Après 10 ans de croissance au rythme annuel moyen de +2,3% entre 1996 et 2006, la contraction du PIB, estimée par Standard and Poor’s à -3/-4% en volume en 2008 et 2009, témoigne de la vulnérabilité des principaux secteurs productifs (tourisme, perliculture et pêche) qui souffrent d’un manque structurel de compétitivité et sont exposés aux chocs exogènes. La récession met également en lumière les limites du modèle économique polynésien basé sur les transferts financiers massifs de l’État et sur les dépenses publiques qui, ensemble, représentent environ deux tiers du PIB.
Pour la première fois depuis que la Polynésie est notée, la contraction de l’activité s’est traduite par des destructions significatives d’emploi (-6,9% en rythme annuel à fin Septembre 2009) et des déficits des régimes sociaux (estimés à 2,5% du PIB en 2010). Pour la première fois en 2009, le Pays pourrait également afficher une marge brute négative. Cette détérioration reflète la contraction des recettes fiscales (estimée à -10%) sous l’effet de la crise malgré l’effort significatif de maitrise des dépenses de fonctionnement et la part accrue de DGDE affectée au fonctionnement et d’importantes recettes exceptionnelles.
En dépit de la chute de l’épargne et de la hausse attendue des dépenses d’investissement dans la cadre du plan de relance initié par le précédent gouvernement, les besoins d’emprunt de la Polynésie devraient ne devraient pas dépasser 20% des recettes totales grâce aux excédents cumulés. La dette directe du Pays, en hausse, ne devrait pas dépasser 80 % des recettes de fonctionnement à fin 2009.
La note élevée de la Polynésie continue de refléter la manne financière de l’État français sur laquelle repose l’économie polynésienne, la forte autonomie fiscale du Pays, ses performances financières satisfaisantes et son endettement modéré d’un point de vue international. La note reste contrainte par l’instabilité politique chronique, l’économie structurellement dépendante et vulnérable de la Polynésie, la rigidité forte des dépenses du Pays ainsi que par la faiblesse de son administration, notamment dans la maitrise de ses risques hors bilan.
Liquidité
La gestion en trésorerie 0 du Pays vise à minimiser ses disponibilités qui, dans le cadre français, ne génèrent aucun produit financier, au moyen d’une gestion active de 14 emprunts revolving, dont le plafond cumulé représentait au 17 août 21,5 milliards de FCFP. Le niveau moyen de tirage représentait en moyenne 6,6 milliards entre sept 2007 et avril 2009 avec un pic en janvier 2009 de 11,8 milliards.

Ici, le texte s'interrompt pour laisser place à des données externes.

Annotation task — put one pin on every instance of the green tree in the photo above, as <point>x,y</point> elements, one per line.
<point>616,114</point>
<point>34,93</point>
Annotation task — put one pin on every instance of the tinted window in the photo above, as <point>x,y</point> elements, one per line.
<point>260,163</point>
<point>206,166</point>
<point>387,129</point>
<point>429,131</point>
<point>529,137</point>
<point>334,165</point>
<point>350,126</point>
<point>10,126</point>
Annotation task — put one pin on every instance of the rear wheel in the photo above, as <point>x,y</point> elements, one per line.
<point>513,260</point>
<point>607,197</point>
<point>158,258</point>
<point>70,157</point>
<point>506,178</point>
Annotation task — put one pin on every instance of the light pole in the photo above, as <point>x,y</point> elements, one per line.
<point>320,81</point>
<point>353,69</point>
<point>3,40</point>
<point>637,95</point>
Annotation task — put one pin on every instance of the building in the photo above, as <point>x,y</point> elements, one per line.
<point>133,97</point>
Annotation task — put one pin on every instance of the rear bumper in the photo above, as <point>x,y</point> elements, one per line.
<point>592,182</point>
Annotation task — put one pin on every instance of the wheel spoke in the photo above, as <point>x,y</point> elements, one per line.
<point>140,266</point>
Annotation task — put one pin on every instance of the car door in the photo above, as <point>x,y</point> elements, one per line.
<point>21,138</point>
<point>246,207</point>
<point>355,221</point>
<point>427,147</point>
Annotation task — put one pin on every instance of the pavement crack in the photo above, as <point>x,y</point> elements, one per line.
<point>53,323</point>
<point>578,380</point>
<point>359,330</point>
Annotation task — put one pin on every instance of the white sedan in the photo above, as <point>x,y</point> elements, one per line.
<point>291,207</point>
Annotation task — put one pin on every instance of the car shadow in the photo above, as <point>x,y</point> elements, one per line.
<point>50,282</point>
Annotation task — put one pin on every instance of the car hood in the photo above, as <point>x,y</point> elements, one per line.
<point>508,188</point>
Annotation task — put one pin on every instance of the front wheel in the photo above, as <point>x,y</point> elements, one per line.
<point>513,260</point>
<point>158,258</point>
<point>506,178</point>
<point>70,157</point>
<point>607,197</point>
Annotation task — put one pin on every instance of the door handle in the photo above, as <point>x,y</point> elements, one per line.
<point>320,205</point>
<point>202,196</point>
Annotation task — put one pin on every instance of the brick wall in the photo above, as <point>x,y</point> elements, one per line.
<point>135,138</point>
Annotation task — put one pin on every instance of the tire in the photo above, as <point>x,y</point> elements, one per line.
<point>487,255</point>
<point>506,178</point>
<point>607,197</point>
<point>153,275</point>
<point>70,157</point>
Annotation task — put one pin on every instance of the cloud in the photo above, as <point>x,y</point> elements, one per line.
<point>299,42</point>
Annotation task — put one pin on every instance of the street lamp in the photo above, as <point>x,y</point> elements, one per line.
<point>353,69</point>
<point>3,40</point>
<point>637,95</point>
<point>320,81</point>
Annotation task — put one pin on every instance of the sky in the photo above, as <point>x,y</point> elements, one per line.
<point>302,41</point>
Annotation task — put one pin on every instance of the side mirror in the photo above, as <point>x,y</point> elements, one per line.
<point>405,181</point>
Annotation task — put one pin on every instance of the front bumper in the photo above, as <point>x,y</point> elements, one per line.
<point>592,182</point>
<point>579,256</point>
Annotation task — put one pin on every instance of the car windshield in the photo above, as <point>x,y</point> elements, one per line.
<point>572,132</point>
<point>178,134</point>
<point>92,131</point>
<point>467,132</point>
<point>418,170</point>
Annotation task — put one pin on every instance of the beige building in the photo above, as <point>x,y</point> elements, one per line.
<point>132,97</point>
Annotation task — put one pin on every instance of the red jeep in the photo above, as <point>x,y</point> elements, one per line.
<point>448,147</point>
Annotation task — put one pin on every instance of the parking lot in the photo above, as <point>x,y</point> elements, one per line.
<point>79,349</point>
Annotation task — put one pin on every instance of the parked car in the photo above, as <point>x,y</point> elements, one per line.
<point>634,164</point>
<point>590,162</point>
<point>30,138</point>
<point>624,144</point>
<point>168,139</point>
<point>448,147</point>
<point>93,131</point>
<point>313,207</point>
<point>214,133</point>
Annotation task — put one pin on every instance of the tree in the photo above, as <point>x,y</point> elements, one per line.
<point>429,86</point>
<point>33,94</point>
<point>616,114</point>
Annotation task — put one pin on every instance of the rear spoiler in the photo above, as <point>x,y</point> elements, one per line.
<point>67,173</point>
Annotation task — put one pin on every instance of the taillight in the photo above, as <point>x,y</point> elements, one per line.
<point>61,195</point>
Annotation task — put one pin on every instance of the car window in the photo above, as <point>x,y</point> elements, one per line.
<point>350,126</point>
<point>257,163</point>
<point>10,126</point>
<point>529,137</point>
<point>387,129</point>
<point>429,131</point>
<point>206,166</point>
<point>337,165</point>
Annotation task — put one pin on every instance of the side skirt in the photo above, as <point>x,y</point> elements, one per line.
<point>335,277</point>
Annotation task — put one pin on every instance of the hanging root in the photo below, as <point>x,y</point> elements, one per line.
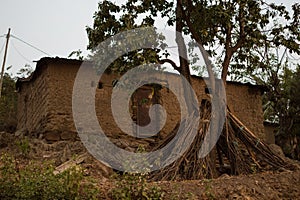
<point>238,151</point>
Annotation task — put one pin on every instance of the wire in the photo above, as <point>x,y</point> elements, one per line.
<point>30,45</point>
<point>2,48</point>
<point>20,53</point>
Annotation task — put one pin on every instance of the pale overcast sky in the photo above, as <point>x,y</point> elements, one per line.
<point>56,27</point>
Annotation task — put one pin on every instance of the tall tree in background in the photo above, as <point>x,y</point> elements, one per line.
<point>230,31</point>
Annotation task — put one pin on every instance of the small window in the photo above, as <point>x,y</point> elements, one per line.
<point>207,90</point>
<point>100,85</point>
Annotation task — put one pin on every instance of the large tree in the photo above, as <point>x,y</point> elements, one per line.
<point>229,31</point>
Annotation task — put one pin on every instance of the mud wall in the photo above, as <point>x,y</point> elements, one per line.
<point>45,103</point>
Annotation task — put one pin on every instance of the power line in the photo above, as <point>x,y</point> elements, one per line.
<point>2,48</point>
<point>20,52</point>
<point>30,45</point>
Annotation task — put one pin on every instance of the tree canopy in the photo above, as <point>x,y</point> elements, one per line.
<point>236,34</point>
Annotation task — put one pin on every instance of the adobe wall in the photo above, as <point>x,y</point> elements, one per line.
<point>33,101</point>
<point>244,101</point>
<point>48,109</point>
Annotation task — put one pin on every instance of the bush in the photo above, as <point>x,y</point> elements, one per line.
<point>134,186</point>
<point>34,181</point>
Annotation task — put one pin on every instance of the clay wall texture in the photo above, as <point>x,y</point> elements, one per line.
<point>45,101</point>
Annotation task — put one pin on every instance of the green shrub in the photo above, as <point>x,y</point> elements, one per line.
<point>134,186</point>
<point>34,181</point>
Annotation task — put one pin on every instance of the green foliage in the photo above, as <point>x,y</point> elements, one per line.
<point>8,105</point>
<point>134,186</point>
<point>234,33</point>
<point>34,181</point>
<point>23,146</point>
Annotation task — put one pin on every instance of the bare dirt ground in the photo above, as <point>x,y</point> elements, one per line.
<point>268,185</point>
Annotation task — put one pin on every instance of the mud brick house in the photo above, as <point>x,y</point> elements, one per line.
<point>45,101</point>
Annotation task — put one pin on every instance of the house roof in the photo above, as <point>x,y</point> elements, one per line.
<point>43,62</point>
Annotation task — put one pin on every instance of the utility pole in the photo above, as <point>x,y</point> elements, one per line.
<point>4,59</point>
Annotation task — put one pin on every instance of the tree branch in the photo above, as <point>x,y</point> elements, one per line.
<point>163,61</point>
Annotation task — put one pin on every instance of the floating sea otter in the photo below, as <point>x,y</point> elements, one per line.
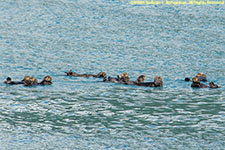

Les tirages disponibles confèrent au Pays une liquidité suffisante pour faire face à son service de la dette (d’environ 10,3 milliards d’euros sur l’année 2009 ; les pointes mensuelles ne dépassant pas 2,5 milliards).
Le Pays a d’ores et déjà mobilisé 9,4 milliards d’emprunt nouveaux au 17 août et devrait couvrir le solde de ses besoins de financement (de l’ordre de 20 milliards sur l’année 2009) auprès de ses partenaires bancaires (10 milliards font déjà l’objet d’un engagement). Le montant d’emprunts dépendra des réalisations d’investissements, attendues en hausse sous l’effet du plan de relance, et du paiement de tout ou partie de la DGDE due par l’état (8,2 milliards au titre de 2008 et 3,6 au titre de 2009).
Compte tenu de l’augmentation attendue du service de la dette et de l’amortissement progressif des lignes revolving existantes, SandP sera attentif au dimensionnement des sources de liquidité du Pays au cours des prochaines années. SandP considère toutefois que la Polynésie aurait un accès privilégié aux financements de l’Agence Française de Développement en cas de difficulté.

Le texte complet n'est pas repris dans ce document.